Does there exist a uniformly continuous function $f:[1,\infty)\to \mathbb R$ such that $\sum_{n=1}^\infty 1/f(n)$ is convergent ?
I know that $\exists M>0$ such that $|f(x)|< Mx, \forall x\in [1,\infty)$, so $|1/f(n)|>1/(Mn) ,\forall n \ge 1$, thus $\sum_{n=1}^\infty |1/f(n)|$ is divergent. But I don't know what happens with $\sum_{n=1}^\infty 1/f(n)$.
Please help
On
Assume that $\sum 1/f$ converges. Then for some $N_k \in \mathbb{N}$, $$n > N_k \implies |1/f(n)| < 1/k \implies |f(n)| > k.$$
$f$ is uniformly continuous. Therefore, there exists $m \in \mathbb{N}$ such that $|x-y| < 1/m \implies |f(x)-f(y)| < 1$. By the triangle inequality, this implies $|f(n+1)-f(n)|<m$ for all $n$.

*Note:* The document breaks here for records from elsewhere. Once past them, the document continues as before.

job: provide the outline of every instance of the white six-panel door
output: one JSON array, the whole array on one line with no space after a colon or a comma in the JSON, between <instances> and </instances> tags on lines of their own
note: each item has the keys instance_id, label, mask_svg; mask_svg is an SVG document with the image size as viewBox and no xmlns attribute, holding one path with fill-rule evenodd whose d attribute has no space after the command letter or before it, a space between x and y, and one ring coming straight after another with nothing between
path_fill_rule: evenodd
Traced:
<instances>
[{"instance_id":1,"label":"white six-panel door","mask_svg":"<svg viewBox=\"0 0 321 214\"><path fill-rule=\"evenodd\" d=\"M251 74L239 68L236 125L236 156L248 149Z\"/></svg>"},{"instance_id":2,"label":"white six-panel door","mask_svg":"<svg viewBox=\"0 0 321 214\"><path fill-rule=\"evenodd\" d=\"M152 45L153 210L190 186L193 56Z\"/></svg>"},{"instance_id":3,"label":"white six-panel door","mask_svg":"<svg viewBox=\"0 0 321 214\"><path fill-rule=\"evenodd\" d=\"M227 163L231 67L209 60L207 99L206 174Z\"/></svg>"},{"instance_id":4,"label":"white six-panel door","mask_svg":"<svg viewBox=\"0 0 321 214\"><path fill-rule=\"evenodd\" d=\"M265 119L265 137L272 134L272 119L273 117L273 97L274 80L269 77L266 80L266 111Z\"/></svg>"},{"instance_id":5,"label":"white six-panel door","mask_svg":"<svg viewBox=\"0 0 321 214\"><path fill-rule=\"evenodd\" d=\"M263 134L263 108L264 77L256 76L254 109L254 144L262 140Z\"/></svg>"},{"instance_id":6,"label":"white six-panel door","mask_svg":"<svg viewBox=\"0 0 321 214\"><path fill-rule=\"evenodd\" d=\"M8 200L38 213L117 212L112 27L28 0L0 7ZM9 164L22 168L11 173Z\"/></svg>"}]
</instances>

Then if $a, a+1 > N_{\lceil m/2 \rceil} = N'$ are integers such that WLOG $f(a) > 0$ and $f(a+1) < 0$, then $f(a) > k$ and $f(a+1) < -k$. Then $|f(a+1)-f(a)|> 2\lceil m/2 \rceil > m$, contradiction. Therefore, $f(n)$ must not change sign for integer $n > N'$.
So, assume WLOG that $f(n)$ is eventually positive. Note this implies for $n > N'$ and $r \in \mathbb{N}$, that $f(n+r) > f(n)+ rm$.
Write $$\sum_{n=1}^{\infty} \frac{1}{f(n)} = \sum_{n=1}^{N'} \frac{1}{f(n)} + \sum_{n= N'+1}^{\infty} \frac{1}{f(n)}$$
Realize that for the following series whose terms are strictly positive, $$\sum_{n= N'+1}^{\infty} \frac{1}{f(n)} > \sum_{n = 0}^{\infty} \frac{1}{f(N'+1) + nm},$$
and the RHS obviously diverges. Contradiction.
Let us assume that such a function $f$ exists. From the uniform continuity we get a constant $M > 0$ such that $$ \tag 1 |f(n+1) - f(n)| < M $$ for all $n \in \Bbb N$. In particular $|f(n)| < |f(1)| + nM$, so that $\sum_{n=1}^\infty \frac{1}{|f(n)|}$ diverges (as you already observed).
If $\sum_{n=1}^\infty \frac{1}{f(n)}$ is convergent then necessarily $|f(n)| \to \infty$ so that $$ \tag 2 |f(n)| > M $$ for $n \ge n_0$.
Combining these inequalities it follows that for $n \ge n_0$, all $f(n)$ have the same sign, so that $\sum_{n=1}^\infty \frac{1}{f(n)}$ is absolutely convergent, in contradiction to the above observation.
Therefore no such function $f$ exists.